Sebuah sajak untuk guru saya, orang tua saya, murabbi saya. Yang ditakdirkan Allah untuk menuntun saya ke surgaNya melalui pesantren ini... Ku persembahkan sajak ini tepat di hari lahir beliau yang ke 61 (1 Januari 2017)
**************************************************
61 tahun lalu, abah terlahir ke dunia ini untuk menjadi seorang putra yang dinanti kehadirannya, menjadi ayah terbaik bagi putra-putri abah, menjadi guru terbaik bagi manusia di negeri ini, dan menjadi bagian dari pejuang kalam ilahi.

Kini, pada tahun ke 61 tahun itu, kami mengenal abah sebagai sosok yang luar biasa. Abah bukan sekedar guru bagi kami, namun juga ayah yang hebat. Meski kami bukan putra-puteri kandung abah, namun, kasih sayang abah bak seorang ayah yang menimang kami sejak bayi.

Abah, keberadaan kami, mungkin hanya dalam hitungan tahun bersama abah. Dalam sehari, hanya beberapa jam saja kami bisa menatap abah. Namun, bersama dengan abah memberikan sejuta makan dalam hidup kami. Milyaran kata tak akan bisa mewakili rasa bahagia kami saat bersama dengan abah. Dulu, kami selalu mengeluh, bahkan menangis ketika abah membentak kami karena bacaan quran kami yang salah. Namun, dari sanalah kami mulai menyayangi abah. Belajar menyayangi sosok ayah yang keras namun penyayang dan begitu sabar menghadapi kenakalan kami. Memaklumi setiap pelanggaran kami. Abah, dalam kebersamaan yang singkat ini, kami tahu begitu banyak hal yang kurang dari kami.

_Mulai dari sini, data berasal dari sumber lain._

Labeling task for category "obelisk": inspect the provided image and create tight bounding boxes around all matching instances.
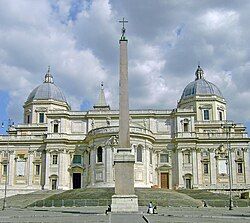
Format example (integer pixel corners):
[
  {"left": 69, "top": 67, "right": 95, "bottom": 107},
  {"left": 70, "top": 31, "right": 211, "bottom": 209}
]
[{"left": 111, "top": 18, "right": 138, "bottom": 212}]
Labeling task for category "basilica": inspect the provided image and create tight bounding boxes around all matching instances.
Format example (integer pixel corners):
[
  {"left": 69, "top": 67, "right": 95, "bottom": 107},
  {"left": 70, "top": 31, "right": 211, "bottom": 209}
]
[{"left": 0, "top": 42, "right": 250, "bottom": 195}]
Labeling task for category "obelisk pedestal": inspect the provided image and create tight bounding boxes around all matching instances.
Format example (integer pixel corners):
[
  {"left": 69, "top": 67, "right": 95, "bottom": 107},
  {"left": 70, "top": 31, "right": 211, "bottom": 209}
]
[{"left": 111, "top": 19, "right": 138, "bottom": 212}]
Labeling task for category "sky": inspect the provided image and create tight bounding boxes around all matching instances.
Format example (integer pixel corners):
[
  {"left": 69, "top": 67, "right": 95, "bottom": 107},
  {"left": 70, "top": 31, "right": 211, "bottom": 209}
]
[{"left": 0, "top": 0, "right": 250, "bottom": 131}]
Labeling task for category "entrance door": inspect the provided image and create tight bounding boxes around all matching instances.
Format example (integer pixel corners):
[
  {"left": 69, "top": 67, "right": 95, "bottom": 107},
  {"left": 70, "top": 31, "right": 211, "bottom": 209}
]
[
  {"left": 73, "top": 173, "right": 82, "bottom": 189},
  {"left": 161, "top": 173, "right": 169, "bottom": 189},
  {"left": 186, "top": 179, "right": 191, "bottom": 189},
  {"left": 51, "top": 179, "right": 57, "bottom": 190}
]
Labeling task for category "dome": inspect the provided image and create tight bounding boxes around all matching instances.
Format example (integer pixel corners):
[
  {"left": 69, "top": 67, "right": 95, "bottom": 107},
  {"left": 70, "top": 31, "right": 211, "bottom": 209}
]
[
  {"left": 27, "top": 68, "right": 67, "bottom": 103},
  {"left": 181, "top": 66, "right": 223, "bottom": 100}
]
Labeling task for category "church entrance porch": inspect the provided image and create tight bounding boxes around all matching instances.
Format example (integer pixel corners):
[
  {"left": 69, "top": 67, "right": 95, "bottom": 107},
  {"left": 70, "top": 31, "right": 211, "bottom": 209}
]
[
  {"left": 73, "top": 173, "right": 82, "bottom": 189},
  {"left": 161, "top": 173, "right": 169, "bottom": 189}
]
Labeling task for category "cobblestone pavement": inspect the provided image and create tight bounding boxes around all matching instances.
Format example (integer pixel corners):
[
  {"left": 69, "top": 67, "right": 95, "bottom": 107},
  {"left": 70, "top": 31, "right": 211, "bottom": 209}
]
[{"left": 0, "top": 207, "right": 250, "bottom": 223}]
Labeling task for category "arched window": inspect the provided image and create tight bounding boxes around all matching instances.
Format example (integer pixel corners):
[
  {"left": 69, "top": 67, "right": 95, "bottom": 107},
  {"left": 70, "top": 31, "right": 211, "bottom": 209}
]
[
  {"left": 97, "top": 146, "right": 102, "bottom": 163},
  {"left": 136, "top": 145, "right": 142, "bottom": 162}
]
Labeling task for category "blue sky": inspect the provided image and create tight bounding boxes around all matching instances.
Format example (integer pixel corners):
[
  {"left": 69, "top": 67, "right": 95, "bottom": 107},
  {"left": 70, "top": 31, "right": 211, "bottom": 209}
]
[{"left": 0, "top": 0, "right": 250, "bottom": 132}]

Namun, abah yang melengkapi kekurangan kami. Dimata kami, abah adalah guru yang luar biasa. Abah yang menjadi saksi tertatihnya kami ketika menghafal kalam ilahi. Abahlah saksi perjuangan kami meniti jalanan terjal untuk menjadi manusia pilihan ilahi.


Kami sadar,semakin hari, semakin berkurang waktu kebersamaan kami dengan abah. Waktu akan perlahan pergi membiarkan kami bersama sederret kenangan bersama abah. Sebelum itu, izinkan kami selalu berada dalam pelukan doa abah. Izinkan kami berada dalam memori indah drama kehidupan abah. Tanpa dusta, tanpa amarah, penuh dengan cinta. Kami sadar, kami hanya anak-anak biasa yang ditakdirkan waktu untuk mendiami pesantren milik abah. Kami adalah anak dari Rahim seorang ibu yang dipinta bumi untuk berada dalam asuhan abah. Namun, kemanapun kami melangkahkan kaki, doa abah yang kami pinta. Abah telah menjadi bagian dari sejarah hidup kami, dan abadi dalam lapisan azali yang akan kami putar ketika suatu masa nanti, kami sudah tidak dapat lagi mengaji di hadapan abah. Semoga keberkahan senantiasa berpihak pada abah. Semoga kami bisa menjadi kebanggan abah. Tuntun kami hingga menapaki surga di keabadian hidup nanti,,, 

Comments

Popular posts from this blog

Resensi Novel “Hujan” Karangan Tere Liye

Perjuangan Tanpa Batas Sang Jenderal (Review Film Jenderal Soedirman)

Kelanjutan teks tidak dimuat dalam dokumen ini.